Metro: Last Light est la suite directe du jeu de tir Metro 2033, sorti en 2010, et du livre éponyme de Dmitry Glukhovsky. Cependant, Metro: Last Light ne concerne en rien l'histoire décrite dans le roman de science-fiction "Metro 2034" – l'intrigue présentée dans le jeu est entièrement nouvelle et originale. De plus, le scénario de Metro: Last Light a servi de base au livre "Metro 2035", ce qui est assez rare – généralement, c'est l'inverse qui se produit. Metro: Last Light est vraiment un très bon jeu, et ce jeu, basé sur l'univers bien connu de "Metro", a gagné en popularité non seulement chez les critiques nationaux, mais aussi chez les étrangers, beaucoup d'entre eux lui attribuant les plus hautes notes.
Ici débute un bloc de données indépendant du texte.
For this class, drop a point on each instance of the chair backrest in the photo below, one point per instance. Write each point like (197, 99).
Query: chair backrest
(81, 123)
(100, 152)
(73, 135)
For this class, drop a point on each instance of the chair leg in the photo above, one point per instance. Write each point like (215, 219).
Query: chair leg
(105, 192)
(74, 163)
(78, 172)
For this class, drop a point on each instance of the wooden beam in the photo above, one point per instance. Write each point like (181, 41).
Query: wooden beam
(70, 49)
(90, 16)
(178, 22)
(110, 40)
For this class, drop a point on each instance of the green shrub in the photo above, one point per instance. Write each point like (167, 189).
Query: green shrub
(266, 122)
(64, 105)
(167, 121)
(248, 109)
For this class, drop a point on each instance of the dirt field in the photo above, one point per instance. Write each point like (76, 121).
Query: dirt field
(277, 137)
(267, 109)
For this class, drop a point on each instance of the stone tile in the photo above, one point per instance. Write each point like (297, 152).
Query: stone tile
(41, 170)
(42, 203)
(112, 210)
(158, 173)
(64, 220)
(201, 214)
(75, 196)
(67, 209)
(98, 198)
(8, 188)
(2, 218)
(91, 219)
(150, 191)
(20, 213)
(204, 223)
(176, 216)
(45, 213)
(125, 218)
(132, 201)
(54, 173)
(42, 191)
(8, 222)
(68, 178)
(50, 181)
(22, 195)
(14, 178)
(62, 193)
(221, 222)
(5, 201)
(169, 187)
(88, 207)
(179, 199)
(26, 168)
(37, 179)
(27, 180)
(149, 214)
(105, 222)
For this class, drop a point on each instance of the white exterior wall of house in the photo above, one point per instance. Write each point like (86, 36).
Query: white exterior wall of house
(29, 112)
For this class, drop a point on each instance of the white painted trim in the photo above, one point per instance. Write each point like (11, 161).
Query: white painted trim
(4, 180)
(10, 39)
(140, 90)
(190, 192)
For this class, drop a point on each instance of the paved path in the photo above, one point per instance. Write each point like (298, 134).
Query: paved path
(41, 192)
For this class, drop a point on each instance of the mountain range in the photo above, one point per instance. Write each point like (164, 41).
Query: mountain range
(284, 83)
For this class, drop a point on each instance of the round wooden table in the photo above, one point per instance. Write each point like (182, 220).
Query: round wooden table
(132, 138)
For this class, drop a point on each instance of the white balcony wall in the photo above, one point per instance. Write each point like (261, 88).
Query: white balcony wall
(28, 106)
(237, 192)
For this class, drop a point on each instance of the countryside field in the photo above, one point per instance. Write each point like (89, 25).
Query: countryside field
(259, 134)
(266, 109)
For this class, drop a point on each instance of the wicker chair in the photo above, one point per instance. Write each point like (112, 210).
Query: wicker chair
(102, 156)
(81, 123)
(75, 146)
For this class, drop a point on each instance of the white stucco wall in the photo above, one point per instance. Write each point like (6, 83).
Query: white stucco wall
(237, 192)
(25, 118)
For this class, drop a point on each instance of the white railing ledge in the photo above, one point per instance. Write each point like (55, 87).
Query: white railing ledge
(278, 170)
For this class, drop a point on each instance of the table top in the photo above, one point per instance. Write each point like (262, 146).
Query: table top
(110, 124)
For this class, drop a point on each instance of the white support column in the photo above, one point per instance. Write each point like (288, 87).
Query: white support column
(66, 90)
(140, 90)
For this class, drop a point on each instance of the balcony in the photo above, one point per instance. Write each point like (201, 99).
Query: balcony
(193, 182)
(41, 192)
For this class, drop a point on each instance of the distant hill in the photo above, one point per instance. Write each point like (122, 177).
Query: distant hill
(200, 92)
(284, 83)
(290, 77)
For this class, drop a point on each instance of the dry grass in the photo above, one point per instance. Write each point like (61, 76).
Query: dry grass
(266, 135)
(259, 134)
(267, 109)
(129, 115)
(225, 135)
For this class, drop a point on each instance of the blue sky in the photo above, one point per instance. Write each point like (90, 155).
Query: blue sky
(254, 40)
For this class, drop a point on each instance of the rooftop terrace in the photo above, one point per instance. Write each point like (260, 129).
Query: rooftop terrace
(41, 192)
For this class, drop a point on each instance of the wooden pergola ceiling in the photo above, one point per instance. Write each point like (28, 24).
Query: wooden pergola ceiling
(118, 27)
L'action de Metro: Last Light se déroule un an après les événements décrits dans le projet de 2010. La fin du jeu Metro 2033, où le protagoniste – Artem – a détruit le repaire des Sombres, est prise comme base. Artem, qui est le héros principal de "Rayon d'espoir", se demande s'il a bien fait de tuer des milliers et des milliers de mutants, dont les intentions agressives envers les humains vivant sous terre n'ont jamais été confirmées. Les tourments moraux d'Artem ne font que s'intensifier lorsqu'il rencontre le célèbre Khan. Le stalker expérimenté déclare immédiatement qu'Artem a commis une grave erreur en exterminant les Sombres, mais le jeune homme a une chance de tout remettre en ordre – il doit juste retrouver un jeune Sombre, que Khan a aperçu à la surface, et le sauver. Comme d'habitude, il ne parvient pas à réaliser cette idée – au lieu de cela, pour des raisons extérieures, il part en opération pour détruire, peut-être, le dernier Sombre sur la planète Terre. Mais il faut noter que le jeu ne repose pas uniquement sur les relations d'Artem avec les mutants. Un autre crochet narratif de Metro: Last Light est le conflit entre différentes factions du métro, qui est apparu immédiatement après la découverte du bunker D6, où, selon des rumeurs, quelque chose se cache qui pourrait sauver tous les habitants du métro... ou les détruire.
Dans l'ensemble, Metro: Last Light ne diffère guère de la précédente partie, bien que des révisions, des corrections et des innovations aient eu lieu. De nouveaux monstres sont apparus, de nouvelles armes ont été ajoutées, qui dans "Rayon d'espoir" peuvent être améliorées, le gameplay furtif a légèrement changé, et la graphisme s'est améliorée avec la physique – la liste pourrait continuer. Grâce au travail de l'équipe de 4A Games, le jeu, contrairement à Metro 2033, a réussi à se rapprocher du statut de projet de classe exceptionnelle – d'autant plus qu'il est en essence devenu tel. Oui, il n'a pas réussi à se débarrasser entièrement des défauts, mais certains inconvénients et erreurs sont largement compensés par de nombreux aspects du jeu – par exemple, l'atmosphère incroyable de peur et de désespoir, qui a tant plu aux joueurs depuis la sortie de Metro 2033.